Friday, September 23, 2016

Dvar Torah: Ki Tavo - Sharing is Caring?

1. Share everything.
2. Play fair.
3. Don't hit people.
4. Put things back where you found them.
5. CLEAN UP YOUR OWN MESS.
6. Don't take things that aren't yours.
7. Say you're SORRY when you HURT somebody.
8. Wash your hands before you eat.
9. Flush.
10. Warm cookies and cold milk are good for you.
11. Live a balanced life - learn some and drink some and draw some and paint some and sing and dance and play and work everyday some.
12. Take a nap every afternoon.
13. When you go out into the world, watch out for traffic, hold hands, and stick together.
14. Be aware of wonder. Remember the little seed in the Stryrofoam cup: The roots go down and the plant goes up and nobody really knows how or why, but we are all like that.
15. Goldfish and hamster and white mice and even the little seed in the Styrofoam cup - they all die. So do we.
16. And then remember the Dick-and-Jane books and the first workd you learned - the biggest word of all - LOOK.”

The number one rule Fulghum learned in Kindergarten – share everything.

Sounds like a wonderful idea.

The Rabbis are not so sure.

They teach us, there are 4 types of people, exemplified by 4 statements about the way we think and relate to others with regard to our possessions.

What’s mine is mine and what’s yours is yours.  This is average and some say it’s the way of the people of Sodom.

What’s mine is yours, and what’s yours is mine.  This is a simpleton.

What’s mine is yours and what’s yours is yours.  This is a reverent person.

What’s mine is mine, and what’s yours is mine.  This is a wicked one.

According to the Rabbis, ‘share everything’ is the virtue of only a simpleton, someone disengaged, disconnected, often translated as ‘ignorant’. 

The reverent one, the Chasid, is considered such because he or she offers his or her things to others but does not expect anything in return.

I read a recent parenting article that suggested a similar lesson – That it is a better parenting technique not to expect siblings (or friends) to share what they have but to give them space to negotiate when and how they will share what they have – empowering them to make the decision.

(Let me pause here for a moment.  What do you think of this teaching?)

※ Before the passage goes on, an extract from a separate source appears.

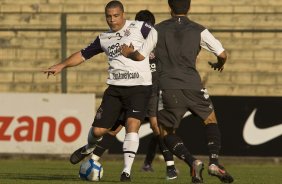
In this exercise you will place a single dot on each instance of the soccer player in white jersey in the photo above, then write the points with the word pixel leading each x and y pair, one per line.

And so we find support also in our parsha that sharing everything, at least to start, is not always the best way to operate.

This week, as our parsha concludes, Moses, according to a tradition, hands over the Torah to the people, but according to this Midrash (Yalkut Shimoni 938) Moses hands over the Torah to his brothers and sisters the Tribe of Levi.  The others, the rest of the people, are not so happy about this.

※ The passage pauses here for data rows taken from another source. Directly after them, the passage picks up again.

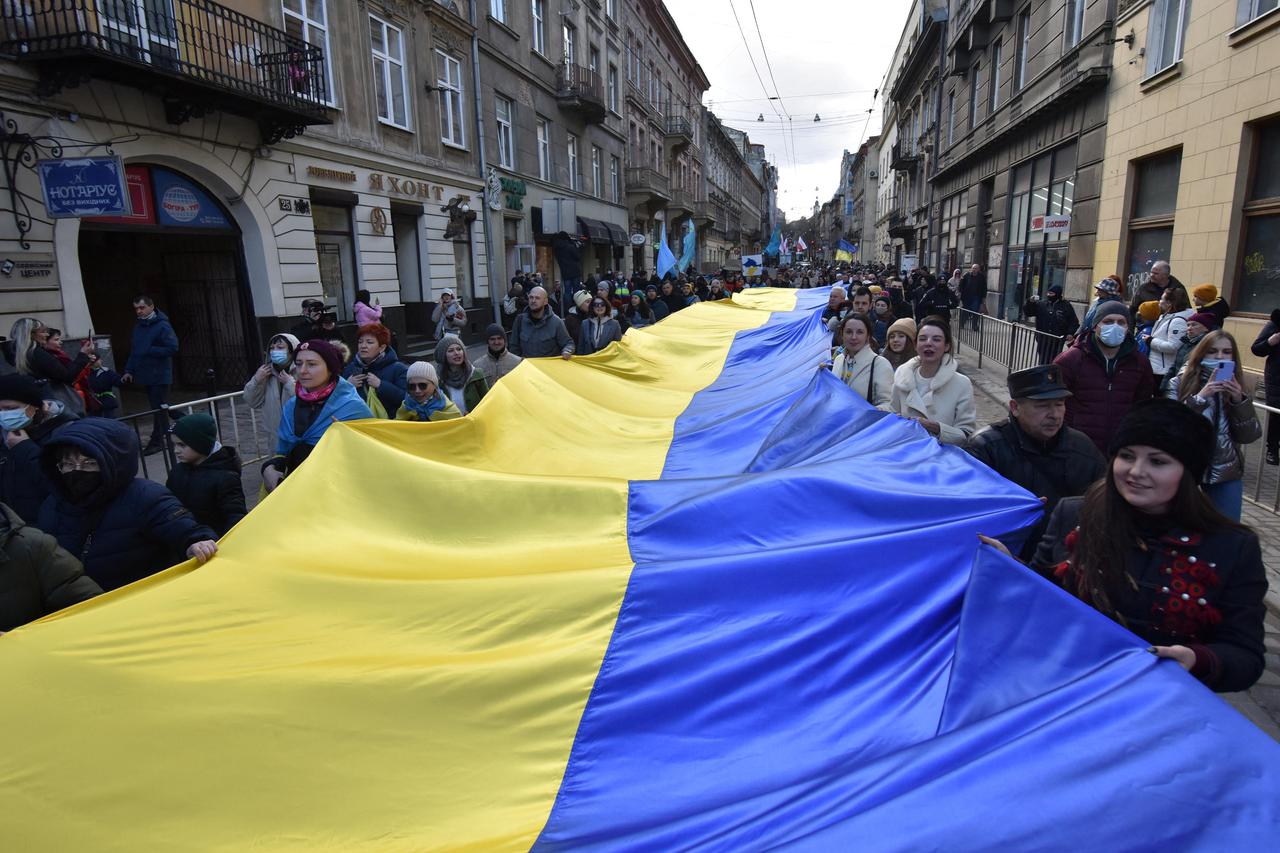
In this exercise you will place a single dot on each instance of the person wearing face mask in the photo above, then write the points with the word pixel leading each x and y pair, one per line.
pixel 122 528
pixel 498 360
pixel 28 423
pixel 461 382
pixel 1106 375
pixel 424 400
pixel 1054 316
pixel 272 384
pixel 1146 547
pixel 1212 384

They approach Moses and say, “Hey Moses, Our teacher,” (I added the Hey for effect)  We also were at Sinai, and the Torah was given to us, so why are you giving the Tribe of Levi authority over it?  And then the Levites will say to us tomorrow:  (Again I add for effect) Na, na-na-na-nah  The Torah wasn’t given to you, it was given to us!  - But Moses was happy about this…

Why was he happy?

He was happy because at that moment he knew that all the people of Israel are seeking to be closer, and wanting to love God. 

Once again, the lesson here is that to get to the point we all want to take part, that we all want to share in something special, first we may require going without it to make sure it’s what we really want.

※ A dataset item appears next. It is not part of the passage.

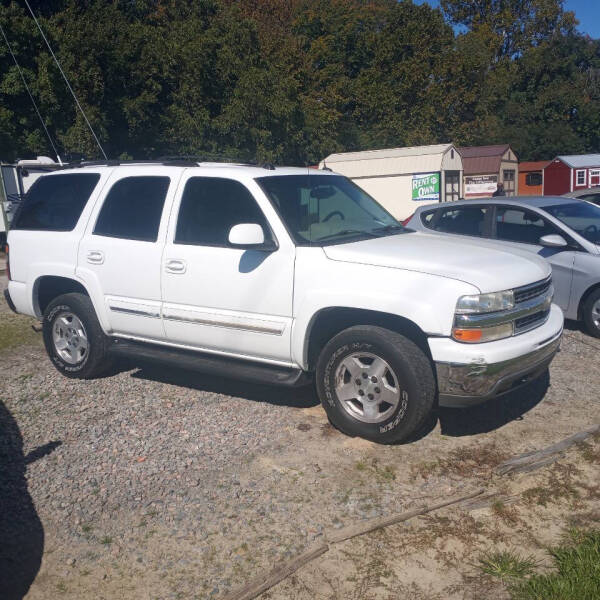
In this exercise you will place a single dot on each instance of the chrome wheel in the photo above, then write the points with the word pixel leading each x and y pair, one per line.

We soon will welcome in a New Year together, and when we begin to think about our hopes and expectations for the New Year we can take a page from these two teachings, one from the Rabbis on the words of our parsha, and one from our Rabbis about the way people think and act in general.  We can take a page that reminds us to think very carefully about what we are seeking as we make the turn of teshuvah.  Are we dreaming, are we realistic, a little of both?  Are the ‘things’ we’re hoping for actual items or are we really searching for intangibles like peace of mind, strength, patience, clarity of thinking, and inspiration? 

We still have time to sort through our thoughts – and I invite you to join us Sunday evening at 7 for Selichot, a time when we’ll join together here in a smaller, intimate setting, in the round, to meditate, sing, pray, reflect, seek healing and take that necessary deep breath we need to clear away for a moment the cares of the day and begin to imagine what tomorrow could be.

And although I’’ve suggested I disagree with Robert Fulgum about share everything, I will promise Sunday evening that we’ll have milk and cookies – good for us, and good for the soul.  Shabbat Shalom.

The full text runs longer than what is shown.